A book for readers interested in education and Australia’s needs for improvement, including teachers, academics, parents, health professionals, researchers and government personnel.


ISNB13: 9780645535341

Release Date: 20/5/2023


The second book of the Aussie Reading Woes trilogy, The Research Tours: The Impacts of Orthographic Disadvantage details key research findings providing a strong basis for the 10 Changes; and strategic directions for Australian education to pursue, for Australia to achieve the strong effective education so many other nations enjoy.

Susan Galletly BSpThy MEd PhD is an Australian learning disabilities researcher and specialist, speech language pathologist and teacher, with decades of experience in research and practice. Her insights are well-considered and wise, seen in her strong emphasis on Australia doing careful strategic research as education explores 10 Changes issues and improvements.

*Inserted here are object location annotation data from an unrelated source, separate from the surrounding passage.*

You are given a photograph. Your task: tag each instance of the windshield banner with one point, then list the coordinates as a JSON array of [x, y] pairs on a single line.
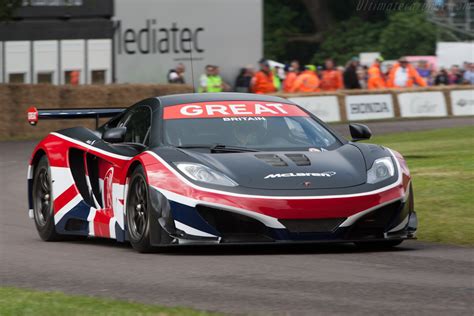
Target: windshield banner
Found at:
[[230, 109]]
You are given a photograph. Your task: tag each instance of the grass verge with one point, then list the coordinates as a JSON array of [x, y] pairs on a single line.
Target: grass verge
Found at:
[[14, 301], [442, 165]]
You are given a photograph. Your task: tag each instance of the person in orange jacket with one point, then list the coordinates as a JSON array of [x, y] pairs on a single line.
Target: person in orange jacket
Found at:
[[331, 78], [376, 79], [307, 81], [291, 76], [262, 82], [404, 75]]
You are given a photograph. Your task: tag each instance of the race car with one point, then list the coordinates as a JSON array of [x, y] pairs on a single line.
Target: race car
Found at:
[[220, 168]]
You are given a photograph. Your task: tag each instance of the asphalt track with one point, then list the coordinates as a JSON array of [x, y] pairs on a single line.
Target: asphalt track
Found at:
[[416, 278]]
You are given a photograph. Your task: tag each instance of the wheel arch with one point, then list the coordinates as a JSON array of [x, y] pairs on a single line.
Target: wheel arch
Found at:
[[37, 155], [162, 223]]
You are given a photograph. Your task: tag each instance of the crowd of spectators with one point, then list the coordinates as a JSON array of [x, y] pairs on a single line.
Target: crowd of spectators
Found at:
[[294, 78]]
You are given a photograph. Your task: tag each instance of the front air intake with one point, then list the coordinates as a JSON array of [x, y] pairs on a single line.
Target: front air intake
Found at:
[[324, 225]]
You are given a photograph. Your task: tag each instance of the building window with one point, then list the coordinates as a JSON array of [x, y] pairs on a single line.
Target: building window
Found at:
[[98, 76], [44, 77], [55, 3], [72, 77], [16, 78]]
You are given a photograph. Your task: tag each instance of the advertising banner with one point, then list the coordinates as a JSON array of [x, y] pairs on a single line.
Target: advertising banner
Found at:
[[324, 107], [369, 107], [462, 102], [422, 104]]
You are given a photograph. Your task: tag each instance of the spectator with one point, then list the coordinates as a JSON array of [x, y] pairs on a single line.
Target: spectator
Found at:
[[291, 73], [331, 78], [276, 78], [442, 78], [211, 81], [424, 70], [307, 81], [404, 75], [455, 75], [469, 74], [177, 75], [363, 74], [351, 79], [242, 83], [376, 77], [204, 79], [262, 82]]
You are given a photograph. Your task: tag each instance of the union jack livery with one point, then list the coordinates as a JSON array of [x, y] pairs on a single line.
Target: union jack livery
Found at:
[[216, 169]]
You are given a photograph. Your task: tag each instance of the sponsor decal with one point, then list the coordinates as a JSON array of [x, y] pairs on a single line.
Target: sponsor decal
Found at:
[[230, 109], [462, 102], [418, 104], [375, 107], [369, 107], [108, 182], [32, 115], [422, 106], [325, 174], [238, 119]]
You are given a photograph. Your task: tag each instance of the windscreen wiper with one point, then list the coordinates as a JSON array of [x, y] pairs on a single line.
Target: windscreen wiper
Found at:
[[219, 148], [230, 149]]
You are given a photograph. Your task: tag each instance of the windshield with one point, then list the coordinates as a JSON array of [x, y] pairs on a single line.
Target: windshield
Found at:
[[250, 125]]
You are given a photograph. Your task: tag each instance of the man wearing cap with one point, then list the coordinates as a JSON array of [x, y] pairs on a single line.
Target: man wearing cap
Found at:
[[263, 82], [331, 77], [292, 72], [404, 75], [351, 79], [376, 78], [307, 81]]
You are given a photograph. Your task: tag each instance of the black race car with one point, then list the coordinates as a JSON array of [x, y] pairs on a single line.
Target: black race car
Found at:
[[216, 168]]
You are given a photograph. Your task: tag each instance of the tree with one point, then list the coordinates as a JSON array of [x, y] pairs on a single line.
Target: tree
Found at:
[[347, 39], [408, 33], [7, 7]]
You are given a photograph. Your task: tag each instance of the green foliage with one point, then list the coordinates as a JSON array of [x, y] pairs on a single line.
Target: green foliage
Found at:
[[281, 18], [393, 33], [442, 169], [15, 301], [405, 33], [347, 39], [408, 33]]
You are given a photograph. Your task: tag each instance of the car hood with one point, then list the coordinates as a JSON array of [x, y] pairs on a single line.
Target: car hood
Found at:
[[282, 170]]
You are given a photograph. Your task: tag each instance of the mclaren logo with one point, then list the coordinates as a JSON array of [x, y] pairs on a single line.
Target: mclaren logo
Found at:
[[325, 174]]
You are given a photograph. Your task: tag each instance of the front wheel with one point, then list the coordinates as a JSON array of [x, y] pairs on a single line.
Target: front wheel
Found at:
[[43, 201], [138, 212]]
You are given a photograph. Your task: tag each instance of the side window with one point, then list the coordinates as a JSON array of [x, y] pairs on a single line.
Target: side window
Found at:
[[296, 130], [138, 125]]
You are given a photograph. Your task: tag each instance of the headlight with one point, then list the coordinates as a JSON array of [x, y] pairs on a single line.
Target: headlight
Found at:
[[382, 169], [202, 173]]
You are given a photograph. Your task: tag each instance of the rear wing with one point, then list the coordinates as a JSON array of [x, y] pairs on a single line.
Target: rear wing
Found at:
[[35, 114]]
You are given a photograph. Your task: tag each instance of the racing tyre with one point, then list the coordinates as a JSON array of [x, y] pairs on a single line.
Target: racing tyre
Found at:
[[378, 245], [138, 212], [43, 201]]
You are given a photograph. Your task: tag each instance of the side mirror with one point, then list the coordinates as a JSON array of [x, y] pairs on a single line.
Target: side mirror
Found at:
[[359, 132], [115, 135]]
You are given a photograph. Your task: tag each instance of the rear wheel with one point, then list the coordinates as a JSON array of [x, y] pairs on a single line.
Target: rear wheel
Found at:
[[385, 244], [138, 212], [43, 201]]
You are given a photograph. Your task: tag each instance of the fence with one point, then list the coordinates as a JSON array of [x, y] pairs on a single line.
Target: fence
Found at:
[[338, 106]]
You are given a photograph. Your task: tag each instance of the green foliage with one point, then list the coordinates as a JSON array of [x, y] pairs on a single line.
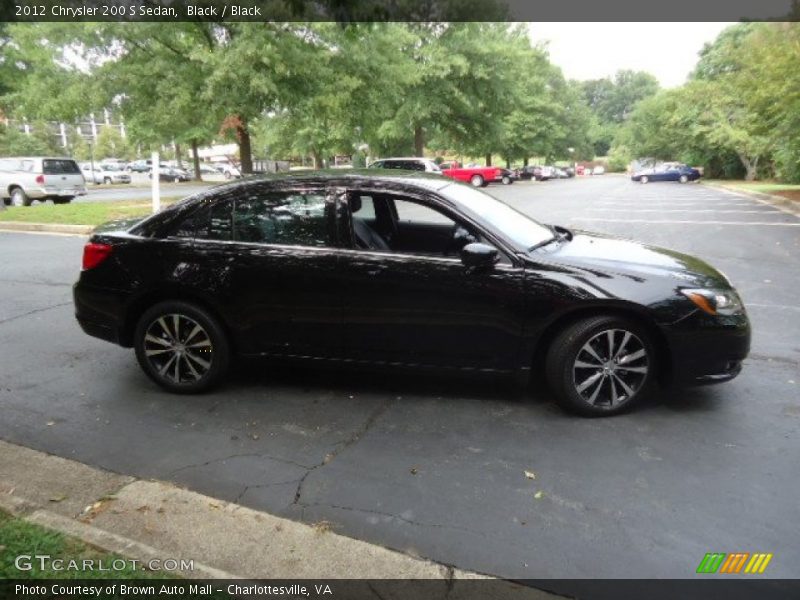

Down the decades, educators have paid surprisingly little attention to orthographic complexity. An orthography is a spelling system, and nations choose the orthographies they use. Highly-regular orthographies, such as Finnish, Italian and Korean, ease and speed early literacy development, with children reading and writing effectively within a few months. Highly-complex orthographies such as Australia’s Standard English hugely impede early-literacy development: while children in most regular-orthography nations are confident, accurate readers and writers from Grade 1, test norms show Australian word-reading and spelling development take six and nine years, respectively, on average, with many children and adults never achieving healthy reading and writing.

The Standard English orthographies of Australia, UK and USA are among the world’s most complex orthographies, so much so that researchers consider them as outliers to the continuum of orthographic complexity of nations’ orthographies.

Most nations use highly regular orthographies. Some use a single highly-regular orthography, e.g., Finland, Italy, Spain. Other nations, including Taiwan, Japan and China, whose orthographies are far more complex than English, use highly-regular beginners’ orthographies. These expedite children’s literacy and learning skills, with the nations then smoothly transitioning their confident literate learners to reading and writing their highly complex orthographies.

Through rapid easy literacy development and schools teaching to confident literate learners, regular-orthography nations have access to orthographic advantage: strong advantage at child, school, education system and national level.

In contrast, Anglophone nations have severe orthographic disadvantage.

Well-considered and wise, The Research Tours is an entertaining and surprisingly easy read, using clear explanations and useful detailing of the implications of research studies as lists of directions and recommendations for Australian education to pursue.